Il faut d’abord distinguer l’objet technique de l’objet naturel. Dans « Machine et outil », Georges Canguilhem insiste sur le fait que, contrairement à un objet naturel, régi par l’auto-construction, l’auto-conservation et l’auto-régulation, dans le cas de la machine :
- la construction est étrangère ;
- la conservation exige la surveillance et la vigilance d’un être extérieur.
Ainsi,
« la machine est une construction artificielle, œuvre de l’homme, dont une fonction essentielle dépend de mécanismes. Un mécanisme, c’est une configuration de solides en mouvement tel que le mouvement n’abolit pas la configuration.
C’est donc un assemblage de parties déformables avec une restauration périodique des rapports entre ces parties. La machine est initialement tributaire d’un vivant qui la crée et l’actionne :
Si le fonctionnement d’une machine s’explique par des relations de pure causalité, la construction d’une machine ne se comprend ni sans la finalité, ni sans l’homme.

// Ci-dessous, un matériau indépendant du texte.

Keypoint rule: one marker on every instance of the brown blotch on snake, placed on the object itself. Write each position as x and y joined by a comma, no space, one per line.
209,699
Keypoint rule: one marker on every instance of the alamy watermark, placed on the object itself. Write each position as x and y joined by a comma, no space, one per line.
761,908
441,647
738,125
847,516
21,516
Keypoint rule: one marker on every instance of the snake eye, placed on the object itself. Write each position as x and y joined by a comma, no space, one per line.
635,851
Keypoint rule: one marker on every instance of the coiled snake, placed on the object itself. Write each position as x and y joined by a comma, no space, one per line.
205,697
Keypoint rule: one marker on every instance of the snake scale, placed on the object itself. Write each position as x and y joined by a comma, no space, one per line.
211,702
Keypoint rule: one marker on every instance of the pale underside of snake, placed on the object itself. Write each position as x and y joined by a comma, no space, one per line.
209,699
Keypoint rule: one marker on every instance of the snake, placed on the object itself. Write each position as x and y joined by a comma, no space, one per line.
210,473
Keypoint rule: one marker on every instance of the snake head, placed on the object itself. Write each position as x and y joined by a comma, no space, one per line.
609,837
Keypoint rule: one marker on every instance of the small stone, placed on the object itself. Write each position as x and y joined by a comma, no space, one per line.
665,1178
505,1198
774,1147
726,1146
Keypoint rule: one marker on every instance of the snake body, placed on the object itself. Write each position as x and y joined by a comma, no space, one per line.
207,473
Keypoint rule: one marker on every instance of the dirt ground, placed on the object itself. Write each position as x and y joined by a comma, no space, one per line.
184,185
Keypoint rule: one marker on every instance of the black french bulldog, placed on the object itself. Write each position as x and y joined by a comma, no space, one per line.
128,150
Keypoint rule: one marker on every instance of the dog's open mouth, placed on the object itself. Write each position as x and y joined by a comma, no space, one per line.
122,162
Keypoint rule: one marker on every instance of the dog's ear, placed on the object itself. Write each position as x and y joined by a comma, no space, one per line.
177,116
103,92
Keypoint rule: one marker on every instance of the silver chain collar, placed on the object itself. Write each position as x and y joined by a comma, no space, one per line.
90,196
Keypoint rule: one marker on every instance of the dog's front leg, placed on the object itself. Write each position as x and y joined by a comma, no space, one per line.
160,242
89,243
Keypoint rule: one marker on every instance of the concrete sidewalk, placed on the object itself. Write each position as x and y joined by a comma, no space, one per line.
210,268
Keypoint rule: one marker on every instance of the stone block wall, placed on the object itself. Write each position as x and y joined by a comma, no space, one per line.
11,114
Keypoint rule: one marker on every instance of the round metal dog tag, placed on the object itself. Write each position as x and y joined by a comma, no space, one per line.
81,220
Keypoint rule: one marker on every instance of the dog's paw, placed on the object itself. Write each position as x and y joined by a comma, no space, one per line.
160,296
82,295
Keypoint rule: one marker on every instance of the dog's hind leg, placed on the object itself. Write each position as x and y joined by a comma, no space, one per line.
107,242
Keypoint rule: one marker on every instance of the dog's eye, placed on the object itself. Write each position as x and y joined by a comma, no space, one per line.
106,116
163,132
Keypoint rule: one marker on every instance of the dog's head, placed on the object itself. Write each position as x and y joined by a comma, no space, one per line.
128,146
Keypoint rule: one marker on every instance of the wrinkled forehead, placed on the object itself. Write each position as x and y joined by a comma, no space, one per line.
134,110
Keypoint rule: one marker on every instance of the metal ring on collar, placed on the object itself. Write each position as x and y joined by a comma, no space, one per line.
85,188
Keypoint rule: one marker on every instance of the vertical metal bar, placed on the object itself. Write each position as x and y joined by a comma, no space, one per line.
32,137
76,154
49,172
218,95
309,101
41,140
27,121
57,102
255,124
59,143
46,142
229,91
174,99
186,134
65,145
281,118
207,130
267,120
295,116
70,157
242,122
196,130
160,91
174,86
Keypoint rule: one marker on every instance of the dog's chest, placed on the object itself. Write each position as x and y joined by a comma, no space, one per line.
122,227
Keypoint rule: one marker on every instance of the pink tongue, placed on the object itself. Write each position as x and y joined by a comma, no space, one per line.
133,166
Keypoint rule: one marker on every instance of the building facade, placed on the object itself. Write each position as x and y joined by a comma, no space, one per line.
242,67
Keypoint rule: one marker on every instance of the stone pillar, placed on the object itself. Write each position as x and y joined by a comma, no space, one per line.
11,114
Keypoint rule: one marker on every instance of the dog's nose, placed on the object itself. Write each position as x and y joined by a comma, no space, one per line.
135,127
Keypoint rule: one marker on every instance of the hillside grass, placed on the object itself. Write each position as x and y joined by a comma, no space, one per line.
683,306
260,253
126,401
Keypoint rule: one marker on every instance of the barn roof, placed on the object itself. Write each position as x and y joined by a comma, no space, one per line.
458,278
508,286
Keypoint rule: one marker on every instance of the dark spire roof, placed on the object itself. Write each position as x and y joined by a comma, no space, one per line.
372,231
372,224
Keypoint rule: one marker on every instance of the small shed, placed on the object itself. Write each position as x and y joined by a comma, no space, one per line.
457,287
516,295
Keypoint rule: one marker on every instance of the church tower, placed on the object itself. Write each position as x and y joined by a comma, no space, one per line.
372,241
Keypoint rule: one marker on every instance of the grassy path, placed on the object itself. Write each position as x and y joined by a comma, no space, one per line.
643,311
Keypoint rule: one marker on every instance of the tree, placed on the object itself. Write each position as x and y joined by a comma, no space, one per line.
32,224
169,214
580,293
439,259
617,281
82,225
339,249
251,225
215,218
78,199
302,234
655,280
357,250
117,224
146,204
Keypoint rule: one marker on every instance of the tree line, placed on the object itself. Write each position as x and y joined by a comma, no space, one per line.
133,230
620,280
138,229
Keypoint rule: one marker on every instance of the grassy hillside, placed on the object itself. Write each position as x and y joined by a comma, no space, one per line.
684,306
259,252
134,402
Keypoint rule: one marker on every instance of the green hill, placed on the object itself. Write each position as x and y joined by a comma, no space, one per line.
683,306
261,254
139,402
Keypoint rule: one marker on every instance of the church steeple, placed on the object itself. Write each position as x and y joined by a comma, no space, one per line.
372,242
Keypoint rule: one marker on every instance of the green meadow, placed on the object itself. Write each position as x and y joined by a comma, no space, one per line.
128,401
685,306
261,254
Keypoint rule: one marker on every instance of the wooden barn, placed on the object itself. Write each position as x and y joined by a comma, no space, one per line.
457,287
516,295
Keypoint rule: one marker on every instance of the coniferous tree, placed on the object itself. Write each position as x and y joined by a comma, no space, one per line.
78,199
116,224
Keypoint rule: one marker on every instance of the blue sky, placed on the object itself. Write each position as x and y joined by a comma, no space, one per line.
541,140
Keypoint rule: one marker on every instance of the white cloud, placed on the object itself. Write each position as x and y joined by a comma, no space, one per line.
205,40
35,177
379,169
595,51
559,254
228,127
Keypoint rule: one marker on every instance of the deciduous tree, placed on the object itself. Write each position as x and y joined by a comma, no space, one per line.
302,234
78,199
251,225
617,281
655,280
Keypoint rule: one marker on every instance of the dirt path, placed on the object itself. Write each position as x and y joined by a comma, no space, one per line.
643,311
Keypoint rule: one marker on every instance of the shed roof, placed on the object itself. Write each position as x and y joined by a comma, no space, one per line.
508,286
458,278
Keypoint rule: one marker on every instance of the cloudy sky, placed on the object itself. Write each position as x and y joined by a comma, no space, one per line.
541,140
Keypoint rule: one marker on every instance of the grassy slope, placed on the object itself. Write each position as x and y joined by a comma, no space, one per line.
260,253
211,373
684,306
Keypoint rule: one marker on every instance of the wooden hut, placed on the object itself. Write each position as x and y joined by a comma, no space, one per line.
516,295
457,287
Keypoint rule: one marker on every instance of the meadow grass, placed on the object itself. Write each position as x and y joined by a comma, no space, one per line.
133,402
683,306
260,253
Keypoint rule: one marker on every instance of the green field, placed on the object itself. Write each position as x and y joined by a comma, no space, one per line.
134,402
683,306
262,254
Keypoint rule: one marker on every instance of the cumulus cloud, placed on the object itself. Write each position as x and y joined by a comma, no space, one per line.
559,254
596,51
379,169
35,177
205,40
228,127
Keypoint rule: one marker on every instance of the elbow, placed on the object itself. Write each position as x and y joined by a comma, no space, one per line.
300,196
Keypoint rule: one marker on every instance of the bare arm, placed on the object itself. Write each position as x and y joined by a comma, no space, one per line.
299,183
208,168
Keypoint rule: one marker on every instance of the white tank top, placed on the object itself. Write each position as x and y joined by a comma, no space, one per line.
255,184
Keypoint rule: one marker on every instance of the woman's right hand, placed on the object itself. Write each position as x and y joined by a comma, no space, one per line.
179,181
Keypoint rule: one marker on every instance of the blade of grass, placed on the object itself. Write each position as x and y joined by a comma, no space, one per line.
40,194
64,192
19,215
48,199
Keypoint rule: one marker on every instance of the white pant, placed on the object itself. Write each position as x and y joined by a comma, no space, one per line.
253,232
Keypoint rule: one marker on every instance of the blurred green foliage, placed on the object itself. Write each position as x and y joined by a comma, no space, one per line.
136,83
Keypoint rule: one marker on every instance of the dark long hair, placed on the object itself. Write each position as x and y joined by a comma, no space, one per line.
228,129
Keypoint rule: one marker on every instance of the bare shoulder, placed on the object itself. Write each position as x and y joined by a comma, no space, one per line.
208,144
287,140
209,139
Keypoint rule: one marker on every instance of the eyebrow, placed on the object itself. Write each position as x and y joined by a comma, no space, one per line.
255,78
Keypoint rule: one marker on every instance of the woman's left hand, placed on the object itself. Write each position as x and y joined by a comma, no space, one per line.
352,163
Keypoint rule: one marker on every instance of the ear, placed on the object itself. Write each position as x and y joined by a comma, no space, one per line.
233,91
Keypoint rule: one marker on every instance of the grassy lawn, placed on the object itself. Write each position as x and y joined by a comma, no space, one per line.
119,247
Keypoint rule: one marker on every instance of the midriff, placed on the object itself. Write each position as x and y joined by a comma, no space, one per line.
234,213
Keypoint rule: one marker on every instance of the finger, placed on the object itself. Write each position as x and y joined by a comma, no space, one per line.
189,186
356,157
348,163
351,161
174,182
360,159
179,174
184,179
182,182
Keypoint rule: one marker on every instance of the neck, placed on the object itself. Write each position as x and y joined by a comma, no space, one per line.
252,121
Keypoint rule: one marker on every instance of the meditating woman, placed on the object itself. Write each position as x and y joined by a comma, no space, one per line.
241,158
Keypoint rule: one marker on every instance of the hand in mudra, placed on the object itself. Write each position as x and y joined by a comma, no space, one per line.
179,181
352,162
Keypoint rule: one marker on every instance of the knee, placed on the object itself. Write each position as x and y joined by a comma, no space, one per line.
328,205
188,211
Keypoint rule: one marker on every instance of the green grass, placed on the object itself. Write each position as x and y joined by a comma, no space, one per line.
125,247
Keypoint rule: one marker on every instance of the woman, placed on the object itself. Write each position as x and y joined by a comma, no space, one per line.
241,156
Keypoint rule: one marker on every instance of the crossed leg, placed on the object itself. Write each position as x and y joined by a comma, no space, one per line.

La machine est caractérisée par une « rigidité fonctionnelle nette » : elle n’obéit qu’à une fin programmée, sans marge ; le tout y est « rigoureusement la somme des parties ». La finalité univoque et univalente de la machine est renforcée par un processus de normalisation, qui consiste à simplifier le modèle des objets et des pièces, à unifier les caractéristiques quantitatives et qualitatives de manière à assurer l’interchangeabilité des pièces.
Ces réflexions conduisent à s’interroger :
- ou bien sur le fonctionnement de l’objet technique en lui-même : Gilbert Simondon a ainsi insisté sur la « technicité de l’objet », qui dépend :
- d’un ensemble technique, qui le prédétermine (on ne peut faire tel objet technique qu’avec un ensemble d’outils et de connaissances adaptés) ;
- de la « concrétisation » d’un objet : la manière dont la matière et la forme s’ajustent pour s’adapter à une finalité concrète.
- ou bien sur le sens de la technique en elle-même. C’est ce que fait Heidegger dans La question de la technique : la technique dévoile ce qui ne se produit pas soi-même, à savoir la nature :
C’est comme dévoilement, non comme fabrication, que la technique est une production.
Le bateau à voile ne renvoie pas qu’aux pièces qui le composent, mais à la mer, au port qui l’accueille, etc. Dans la technique moderne, le dévoilement est réduit à ce qui, dans la nature, peut être exploité :
La technique moderne est une provocation par laquelle la nature est mise en demeure de livrer une énergie qui puisse comme telle être extraite et accumulée.
La nature n’est plus l’objet de soin (cas du paysan), mais sommée de libérer l’énergie accumulée : considérée comme un réservoir d’énergie qui doit être libérée. Cette attitude est rendue possible par la physique moderne. La nature apparaît comme un ensemble de forces et d’énergies, quitte à oublier ses autres dimensions.